The latest AIHW numbers show campaigns to educate women about the dangers have some work to do.
The number of women who continue smoking throughout pregnancy remains a concern, with three in four who reported smoking during their pregnancy doing so beyond 20 weeks’ gestation.
The worrying statistic comes from the latest national core maternity indicators report from the Australian Institute of Health and Welfare.
Primary Care Tasmania and Western Queensland PHN appear to have the biggest job of patient education to do, with 91% smoking beyond 20 weeks, well above the national average of 72%. Capital Health Network, the ACT’s PHN, came in at 85%, and Country SA and Country WA at 84% and 83% respectively. Darling Downs and West Moreton PHN (82%), Western NSW PHN (82%) and Perth North (81%) rounded out the most concerning list.
Women in metropolitan Sydney and Melbourne seem to have absorbed the don’t-smoke-in-pregnancy message, with just 32% of those in the North Sydney PHN reporting smoking beyond 20 weeks’ gestation in 2021.
South Eastern Melbourne (48%), Eastern Melbourne (51%), North Western Melbourne (55%) and Central and Eastern Sydney (58%) also performed well in this category.
Other big-ticket statistics highlighted by the AIHW report include that one-third of first-time mothers delivering their babies in 2021 did so by caesarean section and 44% of first-time mothers’ labour was induced.
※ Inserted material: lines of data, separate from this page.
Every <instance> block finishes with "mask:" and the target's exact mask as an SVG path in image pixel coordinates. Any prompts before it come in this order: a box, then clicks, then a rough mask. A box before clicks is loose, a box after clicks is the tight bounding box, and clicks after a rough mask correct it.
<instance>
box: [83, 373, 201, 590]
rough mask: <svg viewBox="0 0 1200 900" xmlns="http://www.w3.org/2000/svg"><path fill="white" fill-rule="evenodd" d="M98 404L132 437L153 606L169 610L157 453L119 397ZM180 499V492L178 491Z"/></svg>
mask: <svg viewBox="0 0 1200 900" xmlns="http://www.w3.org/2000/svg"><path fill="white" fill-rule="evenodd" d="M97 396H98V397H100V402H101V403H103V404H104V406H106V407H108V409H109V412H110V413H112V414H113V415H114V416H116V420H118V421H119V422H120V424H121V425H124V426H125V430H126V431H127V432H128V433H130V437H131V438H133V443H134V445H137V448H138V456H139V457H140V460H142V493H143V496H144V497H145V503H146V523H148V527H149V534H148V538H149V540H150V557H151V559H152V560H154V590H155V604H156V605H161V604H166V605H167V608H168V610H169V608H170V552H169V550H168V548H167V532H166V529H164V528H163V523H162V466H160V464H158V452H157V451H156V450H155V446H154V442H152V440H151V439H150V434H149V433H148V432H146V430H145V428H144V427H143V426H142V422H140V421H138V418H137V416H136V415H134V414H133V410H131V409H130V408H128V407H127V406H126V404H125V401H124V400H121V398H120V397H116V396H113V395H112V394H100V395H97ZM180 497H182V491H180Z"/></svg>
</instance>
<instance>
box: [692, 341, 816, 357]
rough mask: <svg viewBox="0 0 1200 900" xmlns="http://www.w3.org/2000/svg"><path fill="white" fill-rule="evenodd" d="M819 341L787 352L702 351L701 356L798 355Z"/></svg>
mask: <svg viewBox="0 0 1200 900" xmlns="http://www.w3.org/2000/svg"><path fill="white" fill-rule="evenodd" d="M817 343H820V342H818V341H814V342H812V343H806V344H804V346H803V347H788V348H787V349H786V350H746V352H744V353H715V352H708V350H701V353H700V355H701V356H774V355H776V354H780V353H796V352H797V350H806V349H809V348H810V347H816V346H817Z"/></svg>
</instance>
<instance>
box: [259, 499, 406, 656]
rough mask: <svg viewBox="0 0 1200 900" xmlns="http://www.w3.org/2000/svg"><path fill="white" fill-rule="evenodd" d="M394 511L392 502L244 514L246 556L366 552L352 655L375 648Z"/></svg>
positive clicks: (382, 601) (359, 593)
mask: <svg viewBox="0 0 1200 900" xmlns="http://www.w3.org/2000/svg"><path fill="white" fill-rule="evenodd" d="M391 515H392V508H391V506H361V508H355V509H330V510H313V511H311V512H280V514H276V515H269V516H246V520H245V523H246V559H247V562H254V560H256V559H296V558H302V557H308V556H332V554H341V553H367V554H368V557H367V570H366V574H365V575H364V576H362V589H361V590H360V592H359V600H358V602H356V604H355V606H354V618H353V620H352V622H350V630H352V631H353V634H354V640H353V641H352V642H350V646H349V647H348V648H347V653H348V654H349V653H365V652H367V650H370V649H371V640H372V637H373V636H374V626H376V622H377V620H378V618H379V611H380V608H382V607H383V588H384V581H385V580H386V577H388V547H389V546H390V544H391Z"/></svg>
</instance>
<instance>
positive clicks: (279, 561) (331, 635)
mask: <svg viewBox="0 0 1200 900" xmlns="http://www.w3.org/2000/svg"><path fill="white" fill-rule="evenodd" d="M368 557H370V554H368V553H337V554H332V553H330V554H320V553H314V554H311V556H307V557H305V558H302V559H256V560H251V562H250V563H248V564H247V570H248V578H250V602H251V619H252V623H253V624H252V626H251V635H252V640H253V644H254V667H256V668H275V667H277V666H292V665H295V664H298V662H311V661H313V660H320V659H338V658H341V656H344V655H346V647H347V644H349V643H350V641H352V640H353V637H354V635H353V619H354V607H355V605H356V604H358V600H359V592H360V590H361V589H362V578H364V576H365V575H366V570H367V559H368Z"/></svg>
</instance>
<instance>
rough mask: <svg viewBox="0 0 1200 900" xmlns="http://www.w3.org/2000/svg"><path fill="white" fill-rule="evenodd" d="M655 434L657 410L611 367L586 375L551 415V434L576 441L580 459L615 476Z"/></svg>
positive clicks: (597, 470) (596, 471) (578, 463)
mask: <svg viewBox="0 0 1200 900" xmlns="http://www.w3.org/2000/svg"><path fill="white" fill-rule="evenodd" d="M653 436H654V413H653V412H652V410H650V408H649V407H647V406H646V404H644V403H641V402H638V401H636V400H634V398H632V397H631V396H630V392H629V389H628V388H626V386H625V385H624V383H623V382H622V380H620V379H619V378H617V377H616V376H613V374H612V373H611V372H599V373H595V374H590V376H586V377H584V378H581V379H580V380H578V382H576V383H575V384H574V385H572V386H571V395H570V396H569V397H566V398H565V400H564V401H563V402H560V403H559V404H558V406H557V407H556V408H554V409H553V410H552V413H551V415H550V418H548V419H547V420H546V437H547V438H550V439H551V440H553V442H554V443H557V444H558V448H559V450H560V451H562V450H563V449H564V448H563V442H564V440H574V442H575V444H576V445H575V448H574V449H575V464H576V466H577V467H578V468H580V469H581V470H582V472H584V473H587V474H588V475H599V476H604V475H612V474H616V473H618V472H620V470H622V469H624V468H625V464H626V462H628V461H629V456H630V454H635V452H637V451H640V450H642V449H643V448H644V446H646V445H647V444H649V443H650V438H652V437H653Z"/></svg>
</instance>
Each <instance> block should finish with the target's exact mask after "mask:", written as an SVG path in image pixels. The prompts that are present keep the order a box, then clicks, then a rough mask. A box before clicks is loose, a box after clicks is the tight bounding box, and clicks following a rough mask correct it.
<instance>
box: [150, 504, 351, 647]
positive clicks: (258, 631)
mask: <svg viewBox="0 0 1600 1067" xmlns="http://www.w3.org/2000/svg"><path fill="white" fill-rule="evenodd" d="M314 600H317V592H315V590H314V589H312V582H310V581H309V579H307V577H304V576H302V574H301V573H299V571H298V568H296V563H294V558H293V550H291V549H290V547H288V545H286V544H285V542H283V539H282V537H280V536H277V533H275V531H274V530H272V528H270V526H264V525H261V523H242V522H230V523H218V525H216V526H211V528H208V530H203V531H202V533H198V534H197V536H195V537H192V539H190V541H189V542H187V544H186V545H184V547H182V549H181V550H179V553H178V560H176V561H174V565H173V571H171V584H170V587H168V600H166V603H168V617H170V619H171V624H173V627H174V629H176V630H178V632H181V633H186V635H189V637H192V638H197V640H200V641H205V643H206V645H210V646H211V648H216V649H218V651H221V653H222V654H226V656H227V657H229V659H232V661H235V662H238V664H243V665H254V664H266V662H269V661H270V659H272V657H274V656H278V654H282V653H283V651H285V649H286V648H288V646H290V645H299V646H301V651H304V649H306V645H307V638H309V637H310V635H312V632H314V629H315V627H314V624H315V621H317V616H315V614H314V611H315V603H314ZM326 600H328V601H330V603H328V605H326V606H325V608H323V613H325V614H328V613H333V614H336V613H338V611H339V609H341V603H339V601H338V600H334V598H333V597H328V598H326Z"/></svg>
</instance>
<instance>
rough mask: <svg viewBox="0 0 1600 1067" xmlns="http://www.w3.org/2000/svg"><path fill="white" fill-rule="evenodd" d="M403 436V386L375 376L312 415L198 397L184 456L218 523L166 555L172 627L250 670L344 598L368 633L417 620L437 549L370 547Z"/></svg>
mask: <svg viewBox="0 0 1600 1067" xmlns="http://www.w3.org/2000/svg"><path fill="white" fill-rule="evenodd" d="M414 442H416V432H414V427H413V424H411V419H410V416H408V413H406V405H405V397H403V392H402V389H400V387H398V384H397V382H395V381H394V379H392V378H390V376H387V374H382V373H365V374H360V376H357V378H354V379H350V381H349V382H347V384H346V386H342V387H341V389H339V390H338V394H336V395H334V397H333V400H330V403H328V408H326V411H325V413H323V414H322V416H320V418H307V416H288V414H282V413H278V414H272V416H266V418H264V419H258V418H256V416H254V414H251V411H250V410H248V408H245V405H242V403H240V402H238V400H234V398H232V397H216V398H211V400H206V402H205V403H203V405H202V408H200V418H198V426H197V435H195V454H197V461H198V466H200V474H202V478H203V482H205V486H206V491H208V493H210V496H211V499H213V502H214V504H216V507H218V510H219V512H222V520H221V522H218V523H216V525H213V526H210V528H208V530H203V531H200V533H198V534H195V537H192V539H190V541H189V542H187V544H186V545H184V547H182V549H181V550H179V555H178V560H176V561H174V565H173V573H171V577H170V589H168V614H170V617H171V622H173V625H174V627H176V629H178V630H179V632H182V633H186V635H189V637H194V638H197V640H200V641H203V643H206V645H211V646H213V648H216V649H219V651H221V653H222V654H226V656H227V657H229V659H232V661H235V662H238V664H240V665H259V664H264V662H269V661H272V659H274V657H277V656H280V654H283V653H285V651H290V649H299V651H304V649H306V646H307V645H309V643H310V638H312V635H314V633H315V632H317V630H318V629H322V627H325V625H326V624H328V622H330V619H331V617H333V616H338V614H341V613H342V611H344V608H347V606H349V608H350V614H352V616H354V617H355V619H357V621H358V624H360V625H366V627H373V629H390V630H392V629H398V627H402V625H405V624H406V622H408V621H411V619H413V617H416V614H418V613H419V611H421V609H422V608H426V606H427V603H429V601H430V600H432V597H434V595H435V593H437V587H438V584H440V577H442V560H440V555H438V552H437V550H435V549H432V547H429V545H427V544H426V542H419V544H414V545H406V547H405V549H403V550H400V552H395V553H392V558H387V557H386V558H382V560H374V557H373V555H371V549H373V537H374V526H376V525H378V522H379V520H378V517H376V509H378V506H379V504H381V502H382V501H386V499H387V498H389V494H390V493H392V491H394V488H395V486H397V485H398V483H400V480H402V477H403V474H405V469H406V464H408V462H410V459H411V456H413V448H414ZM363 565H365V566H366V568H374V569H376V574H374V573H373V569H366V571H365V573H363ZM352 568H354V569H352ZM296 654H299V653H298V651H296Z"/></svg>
There was a significant difference in the effect of instrument use on episiotomy rates. Nearly one quarter of women (23%) having their first baby vaginally without the use of instruments had an episiotomy, while 81% of the same cohort who gave birth vaginally with instruments in use had to have the procedure.
In 2021, 4.5% of first-time mothers giving birth vaginally had a third or fourth-degree tear, almost double the percentage of all mothers delivering vaginally (2.7%).
In 2021, a national average of 1.3% of liveborn babies born at or after term had an Apgar score of less than 7 at 5 minutes post birth.
“That number has increased slightly from 0.9% in 2004 to 1.3% in 2021, but has remained relatively stable since 2013; was highest in babies born to mothers aged younger than 20 (2.3% in 2021) compared with other age groups; and, was higher for babies born in public hospitals (1.5%) than in private hospitals (0.8%) in 2021,” said the AIHW.
Again, Tasmania topped the bad news list with an average of 2.5%, while WA, South Australia and Victoria were the best at 1.2%.